Big Data Hadoop Alternatives: What They Offer and Who Uses Them : 맵리듀스와 하둡의 대안 찾기

Many people, particularly those new to the concept of Big Data, think of Big Data and Hadoop as almost one and the same. But there are frameworks other than Hadoop that are gaining popularity. The costs of implementing Hadoop can be quite substantial, and so organizations are exploring other options.



Alternatives to Hadoop for big and unstructured data are emerging.

The two top Hadoop vendors, Hortonworks and Cloudera, aren't exactly suffering from an increase in competition at this point, but more organizations are discovering that Big Data comprises more than the Hadoop ecosystem. Following are some of these Big Data alternatives to Hadoop.

Apache Spark

Apache Spark promises faster speeds than Hadoop MapReduce along with good application programming interfaces. This open source framework runs in-memory on a cluster and is not tied to the Hadoop MapReduce two-stage paradigm, so repeated access to the same data is faster, plus it can read data directly from the Hadoop Distributed File System (HDFS).

It requires a lot of memory, however, because it loads a process into memory and keeps it there unless told otherwise. For iterative computations that pass over the same data multiple times, Spark excels. But with one-pass extract-transform-load (ETL) jobs, MapReduce is still tops. When all data fits in the memory, Spark performs better. It's also easier to program and has an interactive mode. But Hadoop MapReduce still has more security features than Apache Spark.

Cluster Map Reduce

Cluster Map Reduce was developed by Massachusetts-based online ad company Chitika. They had been using HDFS with MapReduce, and then started using a file system called Gluster for its analytical data warehouse. They tried bridging Gluster with MapReduce using existing tools, but found they wanted a more efficient solution.

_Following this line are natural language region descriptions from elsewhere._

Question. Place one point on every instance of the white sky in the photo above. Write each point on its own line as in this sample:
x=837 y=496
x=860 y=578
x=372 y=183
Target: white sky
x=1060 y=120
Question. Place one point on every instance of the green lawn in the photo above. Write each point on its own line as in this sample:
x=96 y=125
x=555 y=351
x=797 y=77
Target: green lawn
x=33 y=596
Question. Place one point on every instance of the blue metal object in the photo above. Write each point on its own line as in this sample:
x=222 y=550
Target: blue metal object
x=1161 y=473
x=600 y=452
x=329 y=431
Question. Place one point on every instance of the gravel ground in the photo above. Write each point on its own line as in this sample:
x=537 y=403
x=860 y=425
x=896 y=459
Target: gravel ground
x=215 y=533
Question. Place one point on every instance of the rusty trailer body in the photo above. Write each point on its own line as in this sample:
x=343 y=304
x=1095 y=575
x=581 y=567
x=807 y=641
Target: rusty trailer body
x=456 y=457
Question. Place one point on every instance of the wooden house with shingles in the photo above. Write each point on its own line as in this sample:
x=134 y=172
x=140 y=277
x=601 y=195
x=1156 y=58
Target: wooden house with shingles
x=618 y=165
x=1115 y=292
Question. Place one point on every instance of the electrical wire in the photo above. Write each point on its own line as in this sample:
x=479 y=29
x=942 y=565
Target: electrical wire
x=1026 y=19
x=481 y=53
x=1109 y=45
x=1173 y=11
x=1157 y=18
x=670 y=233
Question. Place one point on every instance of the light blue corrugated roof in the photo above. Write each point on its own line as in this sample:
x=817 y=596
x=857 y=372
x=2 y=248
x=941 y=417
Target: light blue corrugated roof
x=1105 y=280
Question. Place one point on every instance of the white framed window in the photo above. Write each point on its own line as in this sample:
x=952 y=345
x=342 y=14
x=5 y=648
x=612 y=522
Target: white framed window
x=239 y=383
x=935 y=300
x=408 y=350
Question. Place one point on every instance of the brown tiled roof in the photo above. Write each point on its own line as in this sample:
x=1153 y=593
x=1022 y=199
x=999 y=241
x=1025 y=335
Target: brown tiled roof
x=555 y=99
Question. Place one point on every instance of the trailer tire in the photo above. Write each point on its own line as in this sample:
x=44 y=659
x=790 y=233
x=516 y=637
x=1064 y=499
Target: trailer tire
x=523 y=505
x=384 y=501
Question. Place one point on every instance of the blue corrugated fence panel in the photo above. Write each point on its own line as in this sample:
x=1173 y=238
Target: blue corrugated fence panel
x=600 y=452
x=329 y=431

So they built Cluster Map Reduce.

Cluster Map Reduce provides a Hadoop-like framework for MapReduce jobs run in a distributed environment. By simplifying movement of data and minimizing dependencies that can slow data pull, they were able to create something faster. Compared to Hadoop, it also offers:

• More straightforward construction of queries
• Lighter footprint compared to Hadoop
• Greater ability to customize future iterations in Perl or Python (or other languages)
• Resilience to failure in server nodes

Cluster Map Reduce makes better use of hardware, allowing the same workload to be completed on fewer nodes than Hadoop requires.



Some Hadoop alternatives move data more efficiently through analytical back-end processes.

High Performance Computing Cluster

A massive parallel-processing platform, High Performance Computing Cluster (HPCC) is open source and incorporates a data refinery cluster called Thor, a query cluster called Roxie, plus middleware components, external communications, and client interfaces. An HPCC environment may include only Thor clusters, or both Thor and Roxie clusters.

Thor functions as a distributed file system with parallel processing spread across nodes. It consumes, transforms, links, and indexes data. Roxie offers separate high-performance online query processing as well as data warehousing capabilities. HPCC uses Enterprise Control Language, a language specifically suited to Big Data manipulation that is compiled and optimized into C++ and is easily extended using C++ libraries.


Hydra is a distributed task processing system developed by social bookmarking service AddThis. It's available under an open source Apache license and can tackle some Big Data tasks that Hadoop struggles with. The company needed a scalable distributed system to deliver real-time analysis of data to customers, and Hadoop wasn't an option for AddThis at the time, so they created Hydra.

Hydra supports streaming and batch operations using a tree-based data structure so it can store and process data across clusters that may have thousands of nodes. AddThis engineer Chris Burroughs describes Hydra thus: "It ingests streams of data (think log files) and builds trees that are aggregates, summaries, or transformations of the data. These trees can be used by humans to explore (tiny queries), as part of a machine learning pipeline (big queries), or to support live consoles on websites (lots of queries)." Hydra can use HDFS, but it also operates on native file systems.


For all its tremendous power and benefits, Hadoop does have drawbacks. How it moves data is complex, and it's not always the most efficient execution with Big Data and unstructured data processing. The automatic association between Big Data and Hadoop is becoming looser as more alternatives to Hadoop are developed. Some have speed advantages, while others allow streaming processing or make more efficient use of hardware. Hadoop alternatives are emerging, and those who deal with Big Data or unstructured data are wise to scope them out when considering their own needs.